В конце концов, терять ей просто нечего!
– Поцелуй меня, – попросила она и посмотрела Кристиану в глаза. Да, трудно, да, стыдно, но надо выдержать, надо забыть о гордости, надо использовать все шансы. Чтобы, спустя еще тринадцать лет, не кусать локти и не раскаиваться в ошибках молодости. И пусть Кристиан думает о ней, что хочет. Если потребуется, она сделает и следующий шаг, и сама…
А он вдруг подался вперед, ладонью обхватил ей голову и жадно прижался губами к ее губам. Так просто. Так знакомо. Словно и не было никаких тринадцати лет. Словно он только вчера сделал ей предложение – тогда они тоже целовались так же безудержно и самозабвенно. Словно все-таки можно все вернуть и снова быть счастливыми…
Словно чудеса для Элин еще не закончились.
– Наверное, тебе лучше уйти!
Элин тряхнула головой, ничего не соображая.
– Я почти поверила…
Кристиан тяжело дышал, но на лице у него была написана непоколебимая решимость.
– Спасибо за эти сладкие мгновения прошлого. И за то, что пришла. И за то, что напомнила, каким может быть Рождество. Но это не должно повториться. Ты все отлично понимаешь. И тебе придется смириться с моим решением. Как я когда-то смирился с твоим.
Элин покачала головой. После его поцелуев сил не было ни на возражения, ни на эмоции. Чудеса себя исчерпали. Все остальное зависело только от нее.
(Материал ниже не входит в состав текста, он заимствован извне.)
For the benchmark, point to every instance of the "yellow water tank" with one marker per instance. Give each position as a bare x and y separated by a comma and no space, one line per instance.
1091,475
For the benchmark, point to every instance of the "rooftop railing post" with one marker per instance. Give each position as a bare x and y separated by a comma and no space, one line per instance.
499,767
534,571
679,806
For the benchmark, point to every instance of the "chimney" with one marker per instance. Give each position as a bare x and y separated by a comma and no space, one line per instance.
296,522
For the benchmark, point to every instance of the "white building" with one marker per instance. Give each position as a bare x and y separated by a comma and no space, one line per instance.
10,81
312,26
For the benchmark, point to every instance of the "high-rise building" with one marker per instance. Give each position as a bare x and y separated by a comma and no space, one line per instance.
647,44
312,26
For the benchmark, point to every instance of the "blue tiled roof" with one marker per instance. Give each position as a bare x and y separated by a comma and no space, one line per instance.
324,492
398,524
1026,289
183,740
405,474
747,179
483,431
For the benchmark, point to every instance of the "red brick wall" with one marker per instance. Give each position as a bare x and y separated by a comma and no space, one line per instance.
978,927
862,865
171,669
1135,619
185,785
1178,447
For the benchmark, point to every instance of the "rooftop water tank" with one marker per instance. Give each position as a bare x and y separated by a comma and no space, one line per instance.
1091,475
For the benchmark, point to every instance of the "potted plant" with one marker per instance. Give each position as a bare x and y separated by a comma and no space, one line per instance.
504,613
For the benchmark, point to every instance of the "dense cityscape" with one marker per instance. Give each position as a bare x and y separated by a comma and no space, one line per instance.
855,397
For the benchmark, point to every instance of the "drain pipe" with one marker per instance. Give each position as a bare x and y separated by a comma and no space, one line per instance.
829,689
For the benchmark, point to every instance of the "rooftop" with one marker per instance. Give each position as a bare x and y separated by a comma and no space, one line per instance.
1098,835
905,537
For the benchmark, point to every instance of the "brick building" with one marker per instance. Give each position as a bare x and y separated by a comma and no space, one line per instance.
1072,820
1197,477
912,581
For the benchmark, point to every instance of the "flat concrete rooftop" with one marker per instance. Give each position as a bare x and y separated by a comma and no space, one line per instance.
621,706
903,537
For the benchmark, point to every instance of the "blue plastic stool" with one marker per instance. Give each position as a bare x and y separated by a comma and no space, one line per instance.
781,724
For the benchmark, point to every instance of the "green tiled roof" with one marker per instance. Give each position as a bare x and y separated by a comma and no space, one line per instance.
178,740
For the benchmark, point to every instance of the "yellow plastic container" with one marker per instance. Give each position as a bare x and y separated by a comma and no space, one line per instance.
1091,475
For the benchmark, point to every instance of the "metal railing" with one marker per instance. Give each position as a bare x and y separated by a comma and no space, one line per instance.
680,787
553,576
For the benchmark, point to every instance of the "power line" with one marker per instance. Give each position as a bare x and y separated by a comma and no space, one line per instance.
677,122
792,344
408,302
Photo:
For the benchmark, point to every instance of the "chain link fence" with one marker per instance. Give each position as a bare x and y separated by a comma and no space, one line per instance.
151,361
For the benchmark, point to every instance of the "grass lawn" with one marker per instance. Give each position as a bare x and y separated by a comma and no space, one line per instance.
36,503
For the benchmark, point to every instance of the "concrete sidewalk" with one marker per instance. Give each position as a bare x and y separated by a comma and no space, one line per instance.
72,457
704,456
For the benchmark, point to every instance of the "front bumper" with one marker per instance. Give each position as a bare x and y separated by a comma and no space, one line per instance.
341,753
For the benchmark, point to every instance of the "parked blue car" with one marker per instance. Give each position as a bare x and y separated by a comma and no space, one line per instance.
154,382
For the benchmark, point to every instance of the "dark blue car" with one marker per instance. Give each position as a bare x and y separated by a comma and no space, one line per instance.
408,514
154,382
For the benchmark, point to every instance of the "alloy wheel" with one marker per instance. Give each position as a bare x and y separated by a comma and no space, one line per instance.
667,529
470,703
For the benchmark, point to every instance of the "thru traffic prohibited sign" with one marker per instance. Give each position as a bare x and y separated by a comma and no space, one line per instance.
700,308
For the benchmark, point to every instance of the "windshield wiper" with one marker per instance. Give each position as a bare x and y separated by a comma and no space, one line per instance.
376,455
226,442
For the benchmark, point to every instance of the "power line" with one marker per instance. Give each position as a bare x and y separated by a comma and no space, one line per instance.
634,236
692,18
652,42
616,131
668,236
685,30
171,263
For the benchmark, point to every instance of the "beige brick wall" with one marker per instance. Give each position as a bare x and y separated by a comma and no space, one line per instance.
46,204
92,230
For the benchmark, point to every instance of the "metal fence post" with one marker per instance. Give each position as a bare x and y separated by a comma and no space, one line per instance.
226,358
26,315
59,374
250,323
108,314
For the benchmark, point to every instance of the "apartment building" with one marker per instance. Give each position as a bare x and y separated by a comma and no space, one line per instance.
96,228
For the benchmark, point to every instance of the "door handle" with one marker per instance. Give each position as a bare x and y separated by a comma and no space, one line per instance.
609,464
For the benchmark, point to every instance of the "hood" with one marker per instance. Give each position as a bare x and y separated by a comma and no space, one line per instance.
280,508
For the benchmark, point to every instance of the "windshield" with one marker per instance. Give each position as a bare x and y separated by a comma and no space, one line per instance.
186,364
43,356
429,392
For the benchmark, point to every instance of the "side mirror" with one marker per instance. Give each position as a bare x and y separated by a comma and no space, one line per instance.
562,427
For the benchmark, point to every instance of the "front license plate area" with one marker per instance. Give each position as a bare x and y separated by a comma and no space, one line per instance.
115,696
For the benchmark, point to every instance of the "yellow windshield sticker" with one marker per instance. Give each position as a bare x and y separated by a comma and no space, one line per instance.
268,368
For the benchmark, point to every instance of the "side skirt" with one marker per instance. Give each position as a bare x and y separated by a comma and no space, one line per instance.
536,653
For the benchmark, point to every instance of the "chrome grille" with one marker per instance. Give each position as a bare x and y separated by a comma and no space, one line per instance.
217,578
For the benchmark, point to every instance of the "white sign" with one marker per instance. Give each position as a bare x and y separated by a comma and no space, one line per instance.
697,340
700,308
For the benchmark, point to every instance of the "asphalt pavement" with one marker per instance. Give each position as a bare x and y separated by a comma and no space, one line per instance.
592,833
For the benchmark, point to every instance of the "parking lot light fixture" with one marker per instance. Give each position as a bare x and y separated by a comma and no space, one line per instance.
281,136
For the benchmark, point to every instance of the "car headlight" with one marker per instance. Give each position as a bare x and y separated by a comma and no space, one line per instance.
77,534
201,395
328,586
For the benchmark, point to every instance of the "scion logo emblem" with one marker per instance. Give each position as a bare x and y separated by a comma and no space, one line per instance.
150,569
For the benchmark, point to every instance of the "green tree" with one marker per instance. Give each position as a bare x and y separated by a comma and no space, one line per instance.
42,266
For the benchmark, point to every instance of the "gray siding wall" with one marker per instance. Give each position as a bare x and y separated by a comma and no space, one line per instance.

– Именно поэтому я и не стану следовать твоему примеру, – сообщила она и пожала плечами. – Должен же хоть кто-то из нас учиться на своих ошибках.
23.45: Вэла
Складывалось такое впечатление, что почти два десятка лет назад бог просто перепутал и послал маленького Вэла не в ту семью. А как иначе можно было объяснить тот факт, что Вэл опять чувствовал себя рядом с Габи и ее родителями значительно свободнее и нужнее что ли, чем в своей собственной семье? На него никто не смотрел как на источник неприятностей или источник доходов. Его никто не пытался учить жизни, правилам этикета и даже не давал нелепых советов. Не давал вообще никаких советов. Его просто принимали таким, какой он есть. Хотя, казалось бы, как раз Габины родители имели все права на допросы с пристрастием и свитки с указаниями. В конце концов, он встречался с их единственной дочерью. И, наверное, только Вэл знал, какое сокровище ему досталось. Пожалуй, сам бы он на их месте не был столь демократичен.
В какой-то момент они остались с мистером Сантини за столом вдвоем.
– Я уже и не надеялся увидеть Габи на Рождество такой безоглядно счастливой, – заметил Габриэль. – Думал, она окончательно потеряла ощущение праздника после той истории.
Вэл, конечно, мог принять эти слова как комплимент на свой счет, но почему-то ему показалось, что мистер Сантини хочет рассказать «ту историю».